For those hoping that President Donald Trump was marching toward a more conventional presidency, Wednesday provided the best day of news in months. Not only had former White House Chief Strategist Steve Bannon been excised by the president himself from the official Trump movement, but he’d also been defrocked from Breitbart News , an organization he’d overseen since before Trump’s rise to the fulcrum of American politics. To cap it off, the president appeared willing to completely backtrack on immigration pledges, telling Sen. Dianne Feinstein that he was open to guaranteeing DACA up front, and earlier in the week, he said he was willing to “take the heat”—absorb any incoming fire from immigration hardliners.
“Incredibly stunned,” is how one Democratic Hill staffer for a senior Democratic senator had put it to me, on Trump’s comments to Feinstein. “The president has no clue what his position is. She said something that sounded good and he reflexively went ‘Sure!’” The president was corrected by House Majority Leader Kevin McCarthy during the exchange, and some of Trump’s lines were scrubbed from the official administration transcript of the meeting. Says the Hill source: “When he said, ‘I think what Dianne meant... ’ you could hear her in the background go, ‘No it’s not, Kevin!’”
But less than a day of action has transformed the landscape of the debate. On Thursday, Sen. Jeff Flake was hailing the fact the Senate “Gang of Six” had a deal on the matter. By Thursday afternoon, that proposed deal was dismissed by the president, and by Thursday evening, the capital was embroiled in the fracas over arguably the most controversial remark by Donald Trump of his tenure. And Flake has quickly reverted to his role as the president’s foe, tweeting Friday morning: “The words used by the President, as related to me directly following the meeting by those in attendance, were not ‘tough,’ they were abhorrent and repulsive.”
And what cannot be discounted as leading factor in the president’s seeming reversal has been the pressure put on the White House by immigration hardliners. “Trumpism without Trump” has been widely eulogized after Bannon’s tumble. But if the president and his allies took their victory over Bannon as broad license to maneuver toward the establishment, it is clear that, on immigration at least, that’s a nonstarter.

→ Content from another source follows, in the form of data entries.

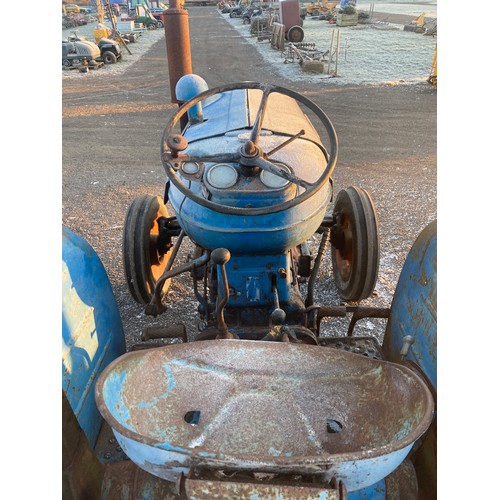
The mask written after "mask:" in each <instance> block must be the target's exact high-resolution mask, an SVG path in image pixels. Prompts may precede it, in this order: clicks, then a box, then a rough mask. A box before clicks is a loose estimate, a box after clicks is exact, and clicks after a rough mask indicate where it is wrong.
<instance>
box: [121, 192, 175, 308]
mask: <svg viewBox="0 0 500 500" xmlns="http://www.w3.org/2000/svg"><path fill="white" fill-rule="evenodd" d="M163 217H164V218H168V211H167V208H166V207H165V205H164V204H163V201H162V199H161V198H160V197H159V196H151V195H143V196H139V197H137V198H135V199H134V200H133V202H132V204H131V205H130V208H129V209H128V212H127V216H126V219H125V227H124V231H123V246H122V251H123V267H124V270H125V278H126V281H127V286H128V289H129V291H130V294H131V295H132V297H133V299H134V300H135V301H136V302H138V303H139V304H148V303H149V302H150V301H151V298H152V297H153V295H154V290H155V286H156V283H157V281H158V280H159V278H160V277H161V275H162V274H163V272H164V270H165V267H166V265H167V262H168V259H169V257H170V254H171V248H172V245H171V242H170V239H169V240H164V239H162V238H161V237H160V223H161V218H163ZM169 286H170V280H167V281H166V282H165V284H164V286H163V292H164V293H166V292H167V291H168V288H169Z"/></svg>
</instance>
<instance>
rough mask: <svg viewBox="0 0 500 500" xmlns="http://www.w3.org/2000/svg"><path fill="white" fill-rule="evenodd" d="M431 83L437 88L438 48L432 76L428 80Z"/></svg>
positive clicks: (435, 52) (434, 54)
mask: <svg viewBox="0 0 500 500" xmlns="http://www.w3.org/2000/svg"><path fill="white" fill-rule="evenodd" d="M427 81H428V82H429V83H432V85H434V87H437V47H436V49H435V50H434V58H433V59H432V66H431V74H430V75H429V78H427Z"/></svg>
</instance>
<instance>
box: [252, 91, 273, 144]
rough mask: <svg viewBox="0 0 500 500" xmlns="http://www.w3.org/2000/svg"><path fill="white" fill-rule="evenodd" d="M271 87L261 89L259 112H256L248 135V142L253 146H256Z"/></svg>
mask: <svg viewBox="0 0 500 500" xmlns="http://www.w3.org/2000/svg"><path fill="white" fill-rule="evenodd" d="M272 90H273V89H272V87H270V86H265V87H264V88H263V94H262V99H261V101H260V105H259V110H258V111H257V117H256V118H255V123H254V125H253V127H252V132H251V133H250V140H251V141H252V142H253V143H254V144H258V141H259V136H260V131H261V129H262V123H263V122H264V114H265V112H266V107H267V101H268V99H269V95H270V94H271V92H272Z"/></svg>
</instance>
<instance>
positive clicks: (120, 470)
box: [93, 460, 179, 500]
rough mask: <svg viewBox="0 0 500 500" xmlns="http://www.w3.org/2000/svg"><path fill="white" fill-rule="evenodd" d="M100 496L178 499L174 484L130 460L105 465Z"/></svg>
mask: <svg viewBox="0 0 500 500" xmlns="http://www.w3.org/2000/svg"><path fill="white" fill-rule="evenodd" d="M93 498H97V497H93ZM100 498H101V499H102V500H139V499H143V500H179V496H178V494H177V492H176V488H175V484H173V483H171V482H169V481H163V480H161V479H159V478H157V477H155V476H153V475H151V474H149V473H148V472H146V471H144V470H142V469H140V468H139V467H137V465H135V464H134V463H133V462H131V461H130V460H125V461H123V462H114V463H110V464H107V465H106V467H105V473H104V479H103V482H102V490H101V496H100Z"/></svg>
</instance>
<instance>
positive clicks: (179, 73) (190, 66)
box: [163, 0, 193, 105]
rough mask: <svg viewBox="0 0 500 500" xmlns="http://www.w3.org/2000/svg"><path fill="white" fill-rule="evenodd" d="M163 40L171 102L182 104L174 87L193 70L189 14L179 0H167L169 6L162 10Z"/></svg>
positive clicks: (191, 72)
mask: <svg viewBox="0 0 500 500" xmlns="http://www.w3.org/2000/svg"><path fill="white" fill-rule="evenodd" d="M163 18H164V20H165V22H164V28H165V41H166V44H167V60H168V74H169V80H170V97H171V102H173V103H176V104H179V105H182V103H183V101H180V100H179V99H178V98H177V94H176V91H175V87H176V85H177V82H178V81H179V79H180V78H181V77H183V76H184V75H189V74H191V73H192V72H193V69H192V63H191V43H190V37H189V15H188V11H187V10H186V9H182V8H181V6H180V0H169V7H168V9H167V10H165V11H163Z"/></svg>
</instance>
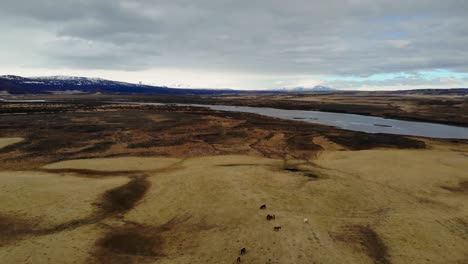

The torrent of criticism from the populist Right has been considerable. “If you see that kind of deal come out of Congress, and you may, the Republican Party is done, it's over, it's toast. it will be a short epitaph too, suicide,” Fox News grandee Tucker Carlson said on his show Wednesday. Sometimes Trump confidante Ann Coulter was more pointed, penning a column titled, “It Turns Out Bannon Was Trump's Brain.”
While much of the establishment D.C.—and the country—was aghast Thursday evening at the president’s lavatorial allusion to Haiti, El Salvador and African nations, Carlson and Coulter were buoyant. “He's trying to win me back,” Coulter tweeted. Carlson didn’t hold back: “Option A: El Salvador isn't a ‘s--thole,’ so they don't need 17 years of Temporary Protected Status, and migrants from there should be sent home immediately. Option B: El Salvador is, in fact, a ‘s--thole.’” And some in the White House concede this will likely aide with president with his base.
The seeming success (for now) of Coulter and Carlson to prod the president back into their ranks on this issue raises the question: can the mostly more moderate voices that remain in the administration continue to be thwarted from the outside?
At least one Republican candidate seeking to win a U.S. House seat laments Bannon’s reversal of fortunes, commenting to me: “Bannon represented the future of the Republican Party: one that was geared towards the working man by limiting illegal immigration, ending foreign wars against American interest, taxing the 1% , bringing back protectionism and tariffs.”
Carlson has been critical of Bannon—seeing him as sort of a “poseur”—but like the former Breitbart chief, he has be unafraid to lob criticism at the administration when it deviates from the nationalist-populism that vaulted Trump to power.
In recent days, Carlson told Freddy Gray of the London Spectator that the concern in D.C. over Iran is vastly overblown, and that he doesn’t believe that Bashar al-Assad was responsible for last April’s chemical attack in Syria—the pretext of President Trump’s targeted bombing of that country. He also chided the president’s tax reform plan, to this point the administration’s most salient achievement, as a sellout to Trump’s political base.
So what does a Trumpist, divorced from Bannon, foreign policy look like? One critical area where this will be tested immediately is North Korea, particularly with all the potential fire and fury that could be sparked by the upcoming Pyeongchang Olympics in February. Bannon has noted to me that he views North Korea as a largely unsalvageable distraction. Carlson agrees, noting that Pakistan is a far more concerning case and that United States has allowed its nuclear armament for decades. But Bannon’s old enemies in the administration, namely National Security Advisor H. R. McMaster, see it differently. McMaster has emerged as a hawk’s hawk on North Korea, including entertaining some sort of first strike on the country.